Reading Hosea 11 with Islam in mind

Isa Glaser suggests that the book of Hosea is interesting to read with Islam in mind because of (a) its critique of idolatry, (b) its scandalous sexual imagery, and (c) its even more scandalous record of a prophet being called to marry a prostitute.
In Islamic teaching, a prophet is kept from major sin, and it would be shameful for a man to take back an adulterous wife. Hosea 11 is about about the scandal of God taking back of adulterous Israel.
Both the Qur’an and the Bible agree that Israel was a favoured nation: God had sent her prophets, given her a land, and made a covenant with her. Both scriptures agree that Israel failed to keep her part of the covenant. But whereas the Bible (in Hosea 11 and elsewhere) teaches that God determined to continue his commitment to the covenant even while meting out judgement, according to the Qur’an Israel’s sin resulted in the loss of God’s favour.
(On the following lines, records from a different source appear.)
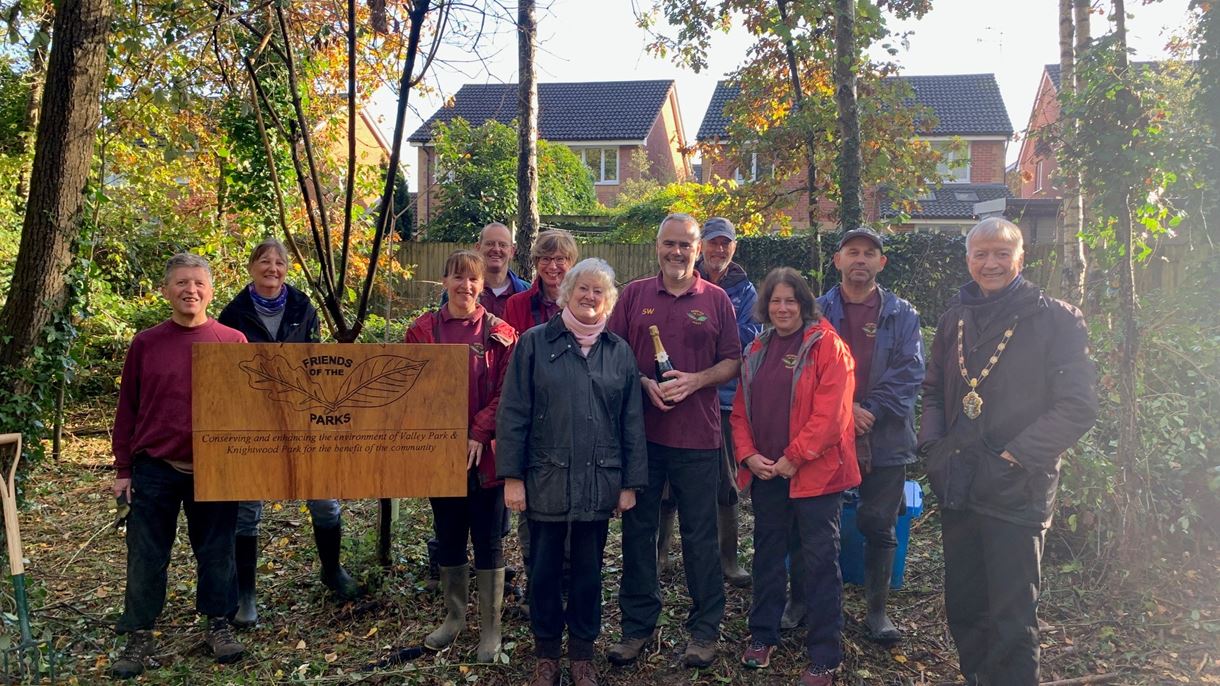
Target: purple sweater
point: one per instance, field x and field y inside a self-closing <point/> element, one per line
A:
<point x="154" y="398"/>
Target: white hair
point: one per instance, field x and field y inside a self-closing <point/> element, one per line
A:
<point x="595" y="267"/>
<point x="997" y="228"/>
<point x="677" y="216"/>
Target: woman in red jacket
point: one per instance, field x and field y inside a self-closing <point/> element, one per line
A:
<point x="480" y="514"/>
<point x="794" y="433"/>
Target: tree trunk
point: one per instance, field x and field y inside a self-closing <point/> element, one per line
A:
<point x="62" y="154"/>
<point x="798" y="103"/>
<point x="849" y="162"/>
<point x="527" y="136"/>
<point x="1071" y="256"/>
<point x="1129" y="346"/>
<point x="1208" y="105"/>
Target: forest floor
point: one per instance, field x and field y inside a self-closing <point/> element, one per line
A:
<point x="1157" y="624"/>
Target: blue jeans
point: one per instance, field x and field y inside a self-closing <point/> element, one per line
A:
<point x="693" y="477"/>
<point x="816" y="521"/>
<point x="249" y="513"/>
<point x="157" y="493"/>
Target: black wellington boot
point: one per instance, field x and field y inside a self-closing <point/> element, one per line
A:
<point x="333" y="575"/>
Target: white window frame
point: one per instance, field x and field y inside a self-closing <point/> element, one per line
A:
<point x="599" y="173"/>
<point x="946" y="172"/>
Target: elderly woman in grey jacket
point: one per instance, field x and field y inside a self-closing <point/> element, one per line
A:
<point x="570" y="446"/>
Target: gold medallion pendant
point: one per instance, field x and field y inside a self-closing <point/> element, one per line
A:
<point x="972" y="404"/>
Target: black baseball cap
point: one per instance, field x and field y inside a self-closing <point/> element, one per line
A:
<point x="863" y="232"/>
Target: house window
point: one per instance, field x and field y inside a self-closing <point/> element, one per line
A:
<point x="950" y="169"/>
<point x="752" y="170"/>
<point x="602" y="161"/>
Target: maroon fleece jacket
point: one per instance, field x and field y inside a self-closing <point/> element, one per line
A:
<point x="154" y="396"/>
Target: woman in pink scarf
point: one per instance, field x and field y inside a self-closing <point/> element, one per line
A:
<point x="570" y="447"/>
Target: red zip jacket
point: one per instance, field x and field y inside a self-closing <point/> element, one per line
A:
<point x="500" y="342"/>
<point x="821" y="427"/>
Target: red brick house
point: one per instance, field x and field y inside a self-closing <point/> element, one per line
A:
<point x="606" y="123"/>
<point x="966" y="106"/>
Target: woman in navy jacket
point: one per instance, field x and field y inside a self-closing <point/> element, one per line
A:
<point x="269" y="310"/>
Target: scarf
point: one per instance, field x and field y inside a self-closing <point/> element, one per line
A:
<point x="586" y="333"/>
<point x="269" y="306"/>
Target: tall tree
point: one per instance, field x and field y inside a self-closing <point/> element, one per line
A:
<point x="62" y="155"/>
<point x="527" y="134"/>
<point x="849" y="162"/>
<point x="1072" y="40"/>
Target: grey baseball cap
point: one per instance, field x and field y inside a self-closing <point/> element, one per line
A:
<point x="719" y="226"/>
<point x="861" y="233"/>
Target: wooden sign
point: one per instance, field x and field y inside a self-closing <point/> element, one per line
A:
<point x="293" y="421"/>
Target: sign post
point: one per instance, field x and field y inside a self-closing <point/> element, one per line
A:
<point x="295" y="421"/>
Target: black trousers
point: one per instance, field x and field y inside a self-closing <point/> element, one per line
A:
<point x="157" y="493"/>
<point x="816" y="521"/>
<point x="477" y="518"/>
<point x="693" y="476"/>
<point x="582" y="614"/>
<point x="992" y="580"/>
<point x="881" y="502"/>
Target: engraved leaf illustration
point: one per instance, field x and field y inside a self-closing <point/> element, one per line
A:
<point x="378" y="381"/>
<point x="284" y="383"/>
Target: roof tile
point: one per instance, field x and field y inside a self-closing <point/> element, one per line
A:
<point x="613" y="110"/>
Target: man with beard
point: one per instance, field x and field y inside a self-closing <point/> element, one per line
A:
<point x="499" y="283"/>
<point x="1009" y="388"/>
<point x="883" y="333"/>
<point x="698" y="330"/>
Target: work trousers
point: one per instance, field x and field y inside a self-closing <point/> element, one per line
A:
<point x="582" y="614"/>
<point x="816" y="524"/>
<point x="478" y="518"/>
<point x="693" y="477"/>
<point x="325" y="514"/>
<point x="157" y="493"/>
<point x="881" y="502"/>
<point x="992" y="580"/>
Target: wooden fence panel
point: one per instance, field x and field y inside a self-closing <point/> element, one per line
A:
<point x="1164" y="270"/>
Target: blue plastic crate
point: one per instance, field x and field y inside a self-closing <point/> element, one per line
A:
<point x="852" y="542"/>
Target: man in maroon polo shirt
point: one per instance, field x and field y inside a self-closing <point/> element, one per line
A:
<point x="154" y="471"/>
<point x="699" y="332"/>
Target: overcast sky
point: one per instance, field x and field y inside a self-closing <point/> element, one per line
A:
<point x="598" y="40"/>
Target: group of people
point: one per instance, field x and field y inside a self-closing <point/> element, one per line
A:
<point x="680" y="393"/>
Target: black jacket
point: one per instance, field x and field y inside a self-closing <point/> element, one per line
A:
<point x="572" y="427"/>
<point x="299" y="324"/>
<point x="1038" y="399"/>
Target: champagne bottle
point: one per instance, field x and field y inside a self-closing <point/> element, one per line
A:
<point x="663" y="359"/>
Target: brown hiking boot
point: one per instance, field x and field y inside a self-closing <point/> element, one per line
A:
<point x="136" y="656"/>
<point x="583" y="673"/>
<point x="220" y="639"/>
<point x="813" y="676"/>
<point x="699" y="653"/>
<point x="626" y="651"/>
<point x="545" y="673"/>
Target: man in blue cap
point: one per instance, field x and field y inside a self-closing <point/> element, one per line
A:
<point x="883" y="333"/>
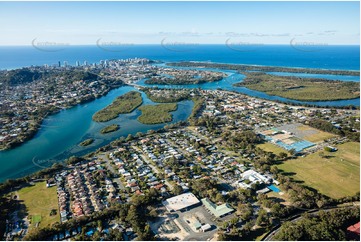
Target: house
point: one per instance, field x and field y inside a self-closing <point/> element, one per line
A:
<point x="217" y="211"/>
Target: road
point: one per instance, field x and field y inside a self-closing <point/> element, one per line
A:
<point x="295" y="218"/>
<point x="149" y="163"/>
<point x="111" y="169"/>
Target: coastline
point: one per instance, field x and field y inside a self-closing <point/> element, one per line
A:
<point x="52" y="112"/>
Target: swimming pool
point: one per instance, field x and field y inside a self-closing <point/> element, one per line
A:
<point x="274" y="188"/>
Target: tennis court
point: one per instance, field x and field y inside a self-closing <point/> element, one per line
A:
<point x="298" y="146"/>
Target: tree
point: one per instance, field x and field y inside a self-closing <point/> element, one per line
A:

According to Surah 2:124 God’s covenant ‘does not hold for those who do evil.’
We need to reckon, then, with the different concepts of God’s love as found in the Qur’an and in the Bible. In the former, God loves those who do good (Surah 2:195), those who keep themselves clean (2:222); he does not love those who overstep the limits (2:190), not the ungrateful sinner (2:276). Hosea, on the other hand, shows that God continues to love his people, even when they sin.
Glaser concludes: ‘Hosea 11 is an excellent place for Christians to explore what they mean by ‘love’, and for Muslims to consider what the Bible means by God’s love for us and our love for Him.’